Ethan Leib, together with Dan Markel (Florida State) and Jennifer Collins (Wake Forest), has published a book called Privilege or Punish: Criminal Justice and the Challenge of Family Ties (Oxford University Press, 2009). Here is the abstract:

This book answers two basic but under-appreciated questions: first, how does the American criminal justice system address a defendant's family status? And, second, how should a defendant's family status be recognized, if at all, in a criminal justice system situated within a liberal democracy committed to egalitarian principles of non-discrimination? After surveying the variety of "family ties benefits" and "family ties burdens" in our criminal justice system, the authors explain why policymakers and courts should view with caution and indeed skepticism any attempt to distribute these benefits or burdens based on one's family status. This is a controversial stance, but Markel, Collins, and Leib argue that in many circumstances there are simply too many costs to the criminal justice system when it gives special treatment based on one's family ties or responsibilities. Privilege or Punish breaks new ground by offering an important synthetic view of the intersection between crime, punishment, and the family. Although in recent years scholars have been successful in analyzing the indirect effects of certain criminal justice policies and practices on the family, few have recognized the panoply of laws (whether statutory or common law-based) expressly drawn to privilege or disadvantage persons based on family status alone. It is critically necessary to pause and think through how and why our laws intentionally target one's family status and how the underlying goals of such a choice might better be served in some cases. This book begins that vitally important conversation with an array of innovative policy recommendations that should be of interest to anyone interested in the improvement of our criminal justice system.

Here is the OUP link:

Mart on Internet Access to Government Information

Susan Nevelow Mart has published an article titled, "The Internet's Public Domain: Access to Government Information on the Internet," 12 No, 9 J. Internet L. 3 (2009). Here is the abstract:

This article surveys the types and amounts of information that have been removed from the Internet since September 11th. Information has been removed in the name of national security as well as for reasons of seeming political expediency. After discussing the bases of some of the rationales for removing the information, and the legal underpinnings of continued access, the article suggests several forms of advocacy that could be used to return the information to the public's domain.

Mart on Patriot Act Reauthorization

Susan Nevelow Mart has published an article called "The Chains of the Constitution and Legal Process in the Library: A Post-USA PATRIOT Reauthorization Act Assessment," 33 Okla. City U. L. Rev. 435 (2008). Here is the abstract:

Since the Patriot Act was passed in 2001, controversy has raged over nearly every provision. The controversy has been particularly intense over provisions that affect the patrons of libraries. This article follows those Patriot Act provisions that affect libraries, and reviews how they have been interpreted, how the Patriot Reauthorization Acts have changed them, and what government audits and court affidavits reveal about the use and misuse of the Patriot Act.

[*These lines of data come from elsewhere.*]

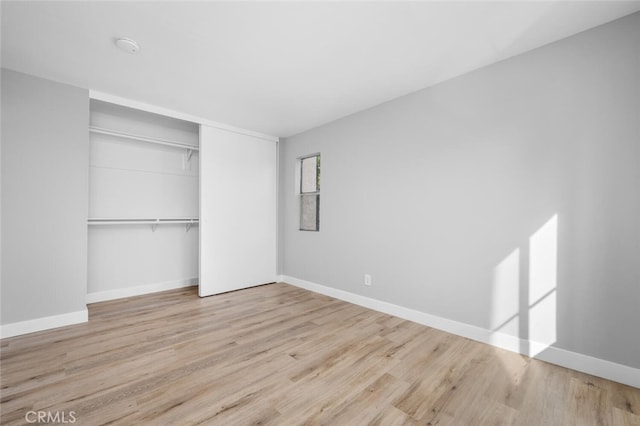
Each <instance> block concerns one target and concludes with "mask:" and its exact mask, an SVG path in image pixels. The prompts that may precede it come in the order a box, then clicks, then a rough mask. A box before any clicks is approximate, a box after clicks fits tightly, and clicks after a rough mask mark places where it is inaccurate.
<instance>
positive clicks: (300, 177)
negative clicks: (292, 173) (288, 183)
mask: <svg viewBox="0 0 640 426" xmlns="http://www.w3.org/2000/svg"><path fill="white" fill-rule="evenodd" d="M300 230H301V231H319V230H320V154H314V155H311V156H308V157H303V158H300Z"/></svg>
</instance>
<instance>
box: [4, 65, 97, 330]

The efforts of librarians and others opposed to the Patriot Act have had an effect, both legislatively and judicially, in changing and challenging the Patriot Act. Because libraries are such a potent symbol of democratic openness, the effect of the Patriot Act on libraries has acted in the public mind as a microcosm of the broader problems with the implementation of the Patriot Act. The public's discomfort with the civil liberties implications of the Patriot Act has turned out to be justified, as every agency that has reviewed the implementation of the Patriot Act has concluded that the government has not been able to maintain an appropriate balance between the need to protect civil liberties and the need to prevent terrorist acts. The government's list of domestic terrorist acts that have been prevented or punished is not inspiring: the entire panoply of tools authorized by the Patriot Act has not done much more than stop some home-grown right wing fringe groups and ecoterrorists. In light of the evidence of abuse of civil liberties and the questionable constitutionality of many of the Patriot Act's provisions, this paper suggests that the time for vigorous advocacy has not passed and that further legislative changes need to be made.